“Do you fancy Mr. Marston will accept that explanation?”

“Mr. Steele—” the derelict drew back his thin shoulders, and faced the other with a glint in the pale pupils that was an echo of the days when he had been able to look men in the face. “Before I became a scoundrel, sir, I was a gentleman. My daughter is extremely ill. I must remain with her, and take the chance as to what Mr. Marston may choose to do. I shall hope that he will make some allowance for a father’s desperate—if unscrupulous—effort to care for his daughter. I hope so particularly inasmuch as that daughter is also his wife.”

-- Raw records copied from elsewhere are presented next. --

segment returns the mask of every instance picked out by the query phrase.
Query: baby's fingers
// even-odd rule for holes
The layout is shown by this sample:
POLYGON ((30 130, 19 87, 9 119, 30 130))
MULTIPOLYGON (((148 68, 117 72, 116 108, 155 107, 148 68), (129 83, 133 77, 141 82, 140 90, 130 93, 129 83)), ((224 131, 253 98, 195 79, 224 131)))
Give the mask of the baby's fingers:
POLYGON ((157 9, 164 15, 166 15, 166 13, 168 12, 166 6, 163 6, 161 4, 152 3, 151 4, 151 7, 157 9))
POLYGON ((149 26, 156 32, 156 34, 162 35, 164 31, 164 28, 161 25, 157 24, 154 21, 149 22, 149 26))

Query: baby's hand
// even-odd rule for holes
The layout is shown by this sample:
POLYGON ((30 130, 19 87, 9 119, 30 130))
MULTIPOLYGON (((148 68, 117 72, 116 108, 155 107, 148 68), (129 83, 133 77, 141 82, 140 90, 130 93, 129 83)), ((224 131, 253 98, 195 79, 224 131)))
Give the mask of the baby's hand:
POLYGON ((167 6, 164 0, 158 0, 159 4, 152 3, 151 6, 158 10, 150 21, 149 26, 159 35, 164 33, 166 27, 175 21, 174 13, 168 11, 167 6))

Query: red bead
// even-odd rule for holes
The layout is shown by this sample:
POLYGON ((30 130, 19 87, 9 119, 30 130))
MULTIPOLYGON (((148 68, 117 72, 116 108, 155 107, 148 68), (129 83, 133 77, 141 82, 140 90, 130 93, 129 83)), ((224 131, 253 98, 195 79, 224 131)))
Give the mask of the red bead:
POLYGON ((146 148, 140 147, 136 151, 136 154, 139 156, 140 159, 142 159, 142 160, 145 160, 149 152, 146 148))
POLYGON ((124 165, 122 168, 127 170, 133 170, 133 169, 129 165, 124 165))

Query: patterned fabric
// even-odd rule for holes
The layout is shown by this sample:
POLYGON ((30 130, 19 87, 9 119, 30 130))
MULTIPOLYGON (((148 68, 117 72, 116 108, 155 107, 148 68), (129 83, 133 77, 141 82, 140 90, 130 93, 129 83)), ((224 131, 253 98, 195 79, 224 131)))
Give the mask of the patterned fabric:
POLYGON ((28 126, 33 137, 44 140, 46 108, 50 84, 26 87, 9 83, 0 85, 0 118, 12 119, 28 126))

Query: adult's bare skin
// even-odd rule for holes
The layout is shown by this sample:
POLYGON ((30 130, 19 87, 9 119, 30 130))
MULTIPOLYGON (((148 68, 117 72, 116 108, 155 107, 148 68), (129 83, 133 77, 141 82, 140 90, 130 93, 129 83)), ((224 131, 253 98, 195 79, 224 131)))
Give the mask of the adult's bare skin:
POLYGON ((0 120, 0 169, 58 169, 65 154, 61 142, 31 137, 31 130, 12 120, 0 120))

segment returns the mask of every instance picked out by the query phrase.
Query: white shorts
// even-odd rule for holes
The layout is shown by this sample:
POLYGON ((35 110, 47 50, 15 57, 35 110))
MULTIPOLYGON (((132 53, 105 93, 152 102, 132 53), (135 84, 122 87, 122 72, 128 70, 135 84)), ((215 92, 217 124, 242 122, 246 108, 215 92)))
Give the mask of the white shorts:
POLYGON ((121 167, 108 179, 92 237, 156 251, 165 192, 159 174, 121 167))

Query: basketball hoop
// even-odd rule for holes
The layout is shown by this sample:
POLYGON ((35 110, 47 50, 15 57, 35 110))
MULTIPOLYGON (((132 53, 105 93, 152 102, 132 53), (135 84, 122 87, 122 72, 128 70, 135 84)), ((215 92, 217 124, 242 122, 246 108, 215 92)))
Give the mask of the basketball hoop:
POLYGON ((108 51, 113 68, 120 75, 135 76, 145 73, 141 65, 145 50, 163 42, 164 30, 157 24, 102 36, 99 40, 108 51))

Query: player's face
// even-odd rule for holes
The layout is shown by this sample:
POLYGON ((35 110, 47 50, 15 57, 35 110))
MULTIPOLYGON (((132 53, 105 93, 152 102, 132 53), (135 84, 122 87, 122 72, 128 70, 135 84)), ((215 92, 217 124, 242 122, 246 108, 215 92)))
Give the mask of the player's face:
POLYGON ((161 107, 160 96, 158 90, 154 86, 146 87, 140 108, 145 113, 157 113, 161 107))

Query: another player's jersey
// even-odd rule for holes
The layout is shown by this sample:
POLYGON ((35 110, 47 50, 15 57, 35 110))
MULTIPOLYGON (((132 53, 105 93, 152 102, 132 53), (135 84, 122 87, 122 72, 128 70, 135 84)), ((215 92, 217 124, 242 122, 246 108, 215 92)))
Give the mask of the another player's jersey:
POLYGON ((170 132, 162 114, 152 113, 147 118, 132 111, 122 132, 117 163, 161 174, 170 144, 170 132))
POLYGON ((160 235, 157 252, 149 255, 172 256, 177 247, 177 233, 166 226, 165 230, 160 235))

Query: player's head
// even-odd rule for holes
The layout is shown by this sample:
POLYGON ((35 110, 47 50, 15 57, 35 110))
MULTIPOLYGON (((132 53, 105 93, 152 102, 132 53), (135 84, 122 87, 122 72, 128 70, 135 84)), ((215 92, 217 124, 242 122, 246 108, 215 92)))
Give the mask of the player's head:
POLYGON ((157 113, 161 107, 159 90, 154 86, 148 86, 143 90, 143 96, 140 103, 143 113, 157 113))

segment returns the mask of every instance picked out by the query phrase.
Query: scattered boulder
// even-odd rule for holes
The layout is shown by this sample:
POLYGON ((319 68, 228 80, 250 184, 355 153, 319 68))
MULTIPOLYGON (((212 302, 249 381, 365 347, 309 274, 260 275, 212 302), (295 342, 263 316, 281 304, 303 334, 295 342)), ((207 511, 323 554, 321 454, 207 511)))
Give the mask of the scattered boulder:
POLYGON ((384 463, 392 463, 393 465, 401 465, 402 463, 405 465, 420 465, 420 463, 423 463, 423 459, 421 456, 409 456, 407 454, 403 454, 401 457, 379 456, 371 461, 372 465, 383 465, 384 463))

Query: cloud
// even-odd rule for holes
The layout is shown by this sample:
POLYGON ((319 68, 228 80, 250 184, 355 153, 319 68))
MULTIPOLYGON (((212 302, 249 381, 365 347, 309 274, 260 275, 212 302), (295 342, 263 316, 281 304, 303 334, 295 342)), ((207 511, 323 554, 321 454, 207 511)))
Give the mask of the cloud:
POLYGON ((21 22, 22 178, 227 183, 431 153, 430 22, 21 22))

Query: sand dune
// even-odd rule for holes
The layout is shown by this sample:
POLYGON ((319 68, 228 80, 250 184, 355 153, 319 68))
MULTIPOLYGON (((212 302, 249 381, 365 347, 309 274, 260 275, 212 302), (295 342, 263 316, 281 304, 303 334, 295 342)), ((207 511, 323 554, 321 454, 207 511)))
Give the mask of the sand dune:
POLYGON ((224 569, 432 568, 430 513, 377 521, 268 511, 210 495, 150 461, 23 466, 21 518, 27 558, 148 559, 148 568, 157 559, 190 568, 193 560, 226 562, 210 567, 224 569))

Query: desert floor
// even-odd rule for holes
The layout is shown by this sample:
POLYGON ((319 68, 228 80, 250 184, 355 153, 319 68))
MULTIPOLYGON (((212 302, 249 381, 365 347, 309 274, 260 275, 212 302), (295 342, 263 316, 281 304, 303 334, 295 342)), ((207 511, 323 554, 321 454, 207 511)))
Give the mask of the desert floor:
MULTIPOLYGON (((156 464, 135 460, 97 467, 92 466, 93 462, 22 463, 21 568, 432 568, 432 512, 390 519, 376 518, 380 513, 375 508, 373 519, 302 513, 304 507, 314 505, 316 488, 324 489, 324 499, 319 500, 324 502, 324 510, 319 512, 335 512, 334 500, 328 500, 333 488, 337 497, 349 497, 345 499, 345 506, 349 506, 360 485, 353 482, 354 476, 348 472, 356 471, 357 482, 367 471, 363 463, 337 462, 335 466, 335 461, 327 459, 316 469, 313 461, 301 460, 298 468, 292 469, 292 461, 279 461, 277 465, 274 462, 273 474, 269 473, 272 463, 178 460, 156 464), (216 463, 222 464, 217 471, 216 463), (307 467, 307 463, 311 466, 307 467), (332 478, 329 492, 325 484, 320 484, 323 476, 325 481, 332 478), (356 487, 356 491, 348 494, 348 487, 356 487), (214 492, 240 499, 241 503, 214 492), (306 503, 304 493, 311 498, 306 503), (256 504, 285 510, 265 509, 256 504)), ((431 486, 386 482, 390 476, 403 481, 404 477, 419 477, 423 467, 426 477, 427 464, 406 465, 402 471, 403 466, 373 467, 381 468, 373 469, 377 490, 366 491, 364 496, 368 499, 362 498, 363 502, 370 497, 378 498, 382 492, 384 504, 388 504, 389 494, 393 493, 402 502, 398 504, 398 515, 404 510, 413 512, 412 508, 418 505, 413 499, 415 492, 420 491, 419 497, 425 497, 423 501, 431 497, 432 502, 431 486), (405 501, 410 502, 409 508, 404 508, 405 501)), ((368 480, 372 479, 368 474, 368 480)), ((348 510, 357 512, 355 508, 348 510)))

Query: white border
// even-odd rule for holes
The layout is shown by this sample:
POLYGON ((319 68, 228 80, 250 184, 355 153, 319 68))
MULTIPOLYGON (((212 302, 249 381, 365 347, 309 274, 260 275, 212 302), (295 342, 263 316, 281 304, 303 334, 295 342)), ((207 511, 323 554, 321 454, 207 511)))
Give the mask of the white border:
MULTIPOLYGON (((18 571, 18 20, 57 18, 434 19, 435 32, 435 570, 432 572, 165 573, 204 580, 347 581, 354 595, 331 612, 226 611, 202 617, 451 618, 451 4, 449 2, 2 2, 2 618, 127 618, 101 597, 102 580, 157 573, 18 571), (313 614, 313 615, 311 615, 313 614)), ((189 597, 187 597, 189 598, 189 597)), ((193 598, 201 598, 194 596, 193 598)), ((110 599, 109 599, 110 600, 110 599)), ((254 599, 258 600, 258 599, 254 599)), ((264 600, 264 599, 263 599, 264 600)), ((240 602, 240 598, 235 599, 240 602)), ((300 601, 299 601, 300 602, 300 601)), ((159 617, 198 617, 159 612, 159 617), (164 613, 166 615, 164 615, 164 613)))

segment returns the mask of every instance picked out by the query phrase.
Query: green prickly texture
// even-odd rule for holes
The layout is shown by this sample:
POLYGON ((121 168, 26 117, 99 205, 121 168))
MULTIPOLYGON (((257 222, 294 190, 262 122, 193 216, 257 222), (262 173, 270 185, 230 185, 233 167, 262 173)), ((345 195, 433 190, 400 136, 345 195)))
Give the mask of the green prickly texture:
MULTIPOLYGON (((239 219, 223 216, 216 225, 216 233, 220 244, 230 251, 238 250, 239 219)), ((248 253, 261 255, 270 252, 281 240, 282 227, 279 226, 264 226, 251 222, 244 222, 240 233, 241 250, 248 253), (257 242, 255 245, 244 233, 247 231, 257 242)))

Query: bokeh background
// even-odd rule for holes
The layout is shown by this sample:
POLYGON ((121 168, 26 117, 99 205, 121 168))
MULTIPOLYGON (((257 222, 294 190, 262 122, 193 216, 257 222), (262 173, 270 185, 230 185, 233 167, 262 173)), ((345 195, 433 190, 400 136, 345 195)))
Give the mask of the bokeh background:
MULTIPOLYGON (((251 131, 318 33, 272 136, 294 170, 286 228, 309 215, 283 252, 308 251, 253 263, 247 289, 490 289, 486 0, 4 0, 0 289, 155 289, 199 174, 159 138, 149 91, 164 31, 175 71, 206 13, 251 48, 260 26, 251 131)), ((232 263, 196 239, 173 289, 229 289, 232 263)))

Steele started forward, his eyes going involuntarily to the girl, but she sat unflinching, except that a sudden, spasm of pain crossed the hopelessness of her eyes. Somewhere among Duska Filson’s ancestors, there had been a stoic. Instantly, Steele realized that it was he himself who had brought about the needless cruelty of that reminder. St. John had disarmed him, and put him in the wrong.

“I beg your pardon, sir,” he said.

“I came here,” said St. John slowly, “not only to notify you about your canvases. There was something else. You were both very considerate when I was here before. It is strange that a man who will do dishonest things still clings to the wish that his occasional honest motives shall not be misconstrued. I don’t want you to think that I intentionally lied to you then. I told you Frederick Marston was dead. I believed it. Before I began this—this piracy, I investigated, and satisfied myself on the point. Time corroborated me. It is as though he had arisen from the grave. That is all.”

The man paused; then, looking at the girl, he continued:

“And Mr. Saxon—” he hesitated a moment upon the name, but went resolutely on—“Mr. Saxon will recover. When he wakes next, the doctors believe, he will awake to everything. After his violent exertion and the shock of his partial realization, he became delirious. For several days perhaps, he must have absolute quiet, but he will take up a life in which there are no empty spaces.”

The girl rose, and, as she spoke, there was a momentary break in her voice that led Steele to hope for the relief of tears, but her tone steadied itself, and her eyes remained dry.

“Mr. St. John,” she said slowly, “may I go and see—your daughter?”

For a moment, the Englishman looked at her quietly, then tears flooded his eyes. He thought of the message of the portrait, and, with no information except that of his own observing eyes, he read a part at least of the situation.